Emotion flickered across his face; he looked away from me, through a window at the rear that framed a view of the lake. His hands curled into fists again. “Just what do you want from me, Brady?”

“An interview. A story.”

“I don’t have a story for you.”

“I think you do.”

His eyes shifted back to mine. “It’s been twenty-one years since that game in the Garden,” he said. “Nobody cares any more. Nobody remembers.”

“I care. I remember.”

“Why?”

“You played a great game, the finest game of your career. And then you disappeared, you quit cold.”

“And you want to know why.”

I nodded.

He didn’t say anything for a time. His eyes took on a remoteness, as if he were looking backward into the past. It was quiet in there, hushed except for the faint whirring of the refrigeration unit. From outside, over the lake, I thought I could hear the distant sheetmetal rumble of thunder.

Rolfe blinked finally and the remoteness was gone. “All right,” he said. “I left basketball after that game because it was the finest of my career. I figured I’d never have another one like it; it was a fluke and I was a second-string center and always would be. Not many mediocre pro athletes have great games and not many have the sense to get out if they do. I had a chance to quit a hero, a champion, and I took it. That’s all.”

“Is it?” I drank some of my Scotch and soda. “Tell me about the game, Rolfe.”

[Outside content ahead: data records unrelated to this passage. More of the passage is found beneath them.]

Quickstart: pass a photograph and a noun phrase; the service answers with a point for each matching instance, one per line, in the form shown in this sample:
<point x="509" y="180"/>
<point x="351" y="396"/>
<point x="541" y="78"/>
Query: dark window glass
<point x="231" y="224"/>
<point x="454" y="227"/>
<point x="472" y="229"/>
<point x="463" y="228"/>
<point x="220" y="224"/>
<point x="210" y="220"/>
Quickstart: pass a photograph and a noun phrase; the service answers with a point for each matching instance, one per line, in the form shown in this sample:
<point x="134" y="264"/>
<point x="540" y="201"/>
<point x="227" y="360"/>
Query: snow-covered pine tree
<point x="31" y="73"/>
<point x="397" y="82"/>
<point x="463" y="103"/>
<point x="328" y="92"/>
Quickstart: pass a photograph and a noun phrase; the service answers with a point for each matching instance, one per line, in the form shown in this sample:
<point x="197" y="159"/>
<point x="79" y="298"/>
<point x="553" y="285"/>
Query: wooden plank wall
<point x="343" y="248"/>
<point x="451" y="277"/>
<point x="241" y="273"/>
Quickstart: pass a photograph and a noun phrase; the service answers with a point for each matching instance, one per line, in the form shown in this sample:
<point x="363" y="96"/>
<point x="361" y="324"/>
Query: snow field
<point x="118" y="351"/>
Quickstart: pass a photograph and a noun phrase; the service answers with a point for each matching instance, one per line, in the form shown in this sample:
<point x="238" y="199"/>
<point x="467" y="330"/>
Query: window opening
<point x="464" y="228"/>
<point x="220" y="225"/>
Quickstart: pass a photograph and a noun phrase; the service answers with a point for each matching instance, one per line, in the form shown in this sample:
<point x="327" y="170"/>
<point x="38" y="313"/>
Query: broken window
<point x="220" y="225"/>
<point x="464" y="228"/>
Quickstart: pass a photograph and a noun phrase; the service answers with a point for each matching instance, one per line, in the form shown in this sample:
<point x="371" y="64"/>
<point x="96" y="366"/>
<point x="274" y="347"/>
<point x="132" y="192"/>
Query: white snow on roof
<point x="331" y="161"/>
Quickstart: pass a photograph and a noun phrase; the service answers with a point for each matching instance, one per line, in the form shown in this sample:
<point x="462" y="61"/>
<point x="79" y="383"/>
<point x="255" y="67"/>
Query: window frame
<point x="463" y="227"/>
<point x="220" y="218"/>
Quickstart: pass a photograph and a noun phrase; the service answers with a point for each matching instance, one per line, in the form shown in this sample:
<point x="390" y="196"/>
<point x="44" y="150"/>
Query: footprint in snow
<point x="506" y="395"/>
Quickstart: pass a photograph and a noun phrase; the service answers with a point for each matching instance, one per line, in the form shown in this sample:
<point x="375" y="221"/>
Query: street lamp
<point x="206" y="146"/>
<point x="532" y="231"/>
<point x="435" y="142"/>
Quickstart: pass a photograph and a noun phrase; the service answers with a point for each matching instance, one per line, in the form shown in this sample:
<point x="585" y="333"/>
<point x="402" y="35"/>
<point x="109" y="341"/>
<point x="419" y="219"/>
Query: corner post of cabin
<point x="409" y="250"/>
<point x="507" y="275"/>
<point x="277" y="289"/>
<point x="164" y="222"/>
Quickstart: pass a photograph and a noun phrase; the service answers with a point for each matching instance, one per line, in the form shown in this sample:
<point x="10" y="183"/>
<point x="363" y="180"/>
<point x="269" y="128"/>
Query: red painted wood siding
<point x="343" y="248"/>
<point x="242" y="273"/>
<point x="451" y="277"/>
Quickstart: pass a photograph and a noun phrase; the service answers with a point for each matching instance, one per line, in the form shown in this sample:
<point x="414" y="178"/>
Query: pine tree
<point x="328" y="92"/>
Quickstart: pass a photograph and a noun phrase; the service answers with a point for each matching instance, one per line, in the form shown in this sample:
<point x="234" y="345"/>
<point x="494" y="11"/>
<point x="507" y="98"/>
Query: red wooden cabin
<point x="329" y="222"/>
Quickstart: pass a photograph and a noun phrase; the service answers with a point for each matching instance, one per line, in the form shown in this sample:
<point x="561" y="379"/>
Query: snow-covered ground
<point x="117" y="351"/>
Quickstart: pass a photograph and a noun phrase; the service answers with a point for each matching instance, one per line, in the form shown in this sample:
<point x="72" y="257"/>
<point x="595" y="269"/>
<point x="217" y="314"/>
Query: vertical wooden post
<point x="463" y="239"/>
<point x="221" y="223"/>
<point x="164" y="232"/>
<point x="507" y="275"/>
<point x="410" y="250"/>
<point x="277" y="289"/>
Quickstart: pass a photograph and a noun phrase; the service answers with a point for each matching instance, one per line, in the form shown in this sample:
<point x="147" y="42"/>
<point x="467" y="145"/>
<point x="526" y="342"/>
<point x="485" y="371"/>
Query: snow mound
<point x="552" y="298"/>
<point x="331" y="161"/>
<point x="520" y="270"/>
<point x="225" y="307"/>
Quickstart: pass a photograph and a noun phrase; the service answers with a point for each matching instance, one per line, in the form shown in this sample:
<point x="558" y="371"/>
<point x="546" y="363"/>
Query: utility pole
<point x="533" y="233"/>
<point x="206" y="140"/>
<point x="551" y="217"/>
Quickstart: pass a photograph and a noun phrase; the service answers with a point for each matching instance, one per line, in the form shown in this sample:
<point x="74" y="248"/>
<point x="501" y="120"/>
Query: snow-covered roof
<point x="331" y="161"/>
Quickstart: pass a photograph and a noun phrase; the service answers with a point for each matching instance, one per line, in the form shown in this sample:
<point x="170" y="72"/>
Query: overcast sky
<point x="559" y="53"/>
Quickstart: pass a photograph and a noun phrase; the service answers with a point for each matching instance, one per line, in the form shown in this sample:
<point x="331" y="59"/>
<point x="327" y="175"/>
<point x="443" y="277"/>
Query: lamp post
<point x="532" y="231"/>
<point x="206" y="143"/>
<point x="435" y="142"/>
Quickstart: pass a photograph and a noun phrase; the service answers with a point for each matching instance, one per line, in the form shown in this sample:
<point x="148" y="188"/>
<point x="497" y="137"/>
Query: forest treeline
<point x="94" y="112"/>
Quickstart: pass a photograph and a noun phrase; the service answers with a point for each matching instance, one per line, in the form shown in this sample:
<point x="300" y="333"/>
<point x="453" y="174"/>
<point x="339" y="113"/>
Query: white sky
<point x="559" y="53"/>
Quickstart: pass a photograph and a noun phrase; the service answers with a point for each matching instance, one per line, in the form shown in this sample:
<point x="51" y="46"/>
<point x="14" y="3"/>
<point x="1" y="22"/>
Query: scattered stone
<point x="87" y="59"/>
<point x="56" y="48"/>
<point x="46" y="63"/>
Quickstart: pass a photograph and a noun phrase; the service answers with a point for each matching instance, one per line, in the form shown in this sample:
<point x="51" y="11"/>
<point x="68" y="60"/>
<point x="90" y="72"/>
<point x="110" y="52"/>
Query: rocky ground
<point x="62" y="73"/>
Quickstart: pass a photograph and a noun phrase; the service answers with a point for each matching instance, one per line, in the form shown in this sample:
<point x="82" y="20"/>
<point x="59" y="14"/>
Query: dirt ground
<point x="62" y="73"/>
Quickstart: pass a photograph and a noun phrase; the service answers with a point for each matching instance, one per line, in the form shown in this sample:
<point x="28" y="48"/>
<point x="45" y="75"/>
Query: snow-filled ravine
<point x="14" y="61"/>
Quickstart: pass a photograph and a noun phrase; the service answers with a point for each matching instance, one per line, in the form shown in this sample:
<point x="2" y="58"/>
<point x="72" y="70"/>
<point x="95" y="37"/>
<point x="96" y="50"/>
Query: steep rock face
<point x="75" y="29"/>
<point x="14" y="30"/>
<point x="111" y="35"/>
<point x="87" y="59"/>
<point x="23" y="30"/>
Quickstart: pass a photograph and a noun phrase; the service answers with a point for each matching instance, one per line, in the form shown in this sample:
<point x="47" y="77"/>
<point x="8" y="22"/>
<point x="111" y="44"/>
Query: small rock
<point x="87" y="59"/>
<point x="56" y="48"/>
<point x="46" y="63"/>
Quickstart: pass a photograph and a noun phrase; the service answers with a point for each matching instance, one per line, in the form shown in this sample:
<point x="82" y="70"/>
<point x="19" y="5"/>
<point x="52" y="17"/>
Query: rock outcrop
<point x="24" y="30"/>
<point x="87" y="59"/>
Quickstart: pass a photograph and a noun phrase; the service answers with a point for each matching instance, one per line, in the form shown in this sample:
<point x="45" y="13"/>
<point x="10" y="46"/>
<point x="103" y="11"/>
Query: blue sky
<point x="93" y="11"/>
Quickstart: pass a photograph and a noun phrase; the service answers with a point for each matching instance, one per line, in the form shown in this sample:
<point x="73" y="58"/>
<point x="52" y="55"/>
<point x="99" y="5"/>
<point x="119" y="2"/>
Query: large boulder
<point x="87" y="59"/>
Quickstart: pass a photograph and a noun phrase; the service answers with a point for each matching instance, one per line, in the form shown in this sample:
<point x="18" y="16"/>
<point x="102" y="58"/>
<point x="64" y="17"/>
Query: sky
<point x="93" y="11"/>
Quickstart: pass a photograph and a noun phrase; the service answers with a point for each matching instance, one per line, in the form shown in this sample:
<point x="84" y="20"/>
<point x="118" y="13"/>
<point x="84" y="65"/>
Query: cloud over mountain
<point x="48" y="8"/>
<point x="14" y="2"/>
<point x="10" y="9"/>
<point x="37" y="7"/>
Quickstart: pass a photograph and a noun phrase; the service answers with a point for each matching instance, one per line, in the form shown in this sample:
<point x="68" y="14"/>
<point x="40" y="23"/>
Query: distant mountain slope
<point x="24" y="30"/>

“Tell you about it? You were there.”

“Sure. But I want to hear your version of it, everything you remember. The fourth quarter, coming off the bench, scoring the eighteen points — start with that.”

“The shots I took went in. I was lucky.”

“You weren’t lucky, you were inspired. You made moves and shots you’d never even tried before. Remember the fourteen points in overtime? Remember the fadeaway jumpers you made with three men on you that hit nothing but net?”

“No,” Rolfe said, “I don’t remember.”

“Sure you do. You remember every point of it. Every footfall on the floor, every move and rebound and blocked shot, who was guarding you each time you scored.”

He shook his head. Kept on shaking it.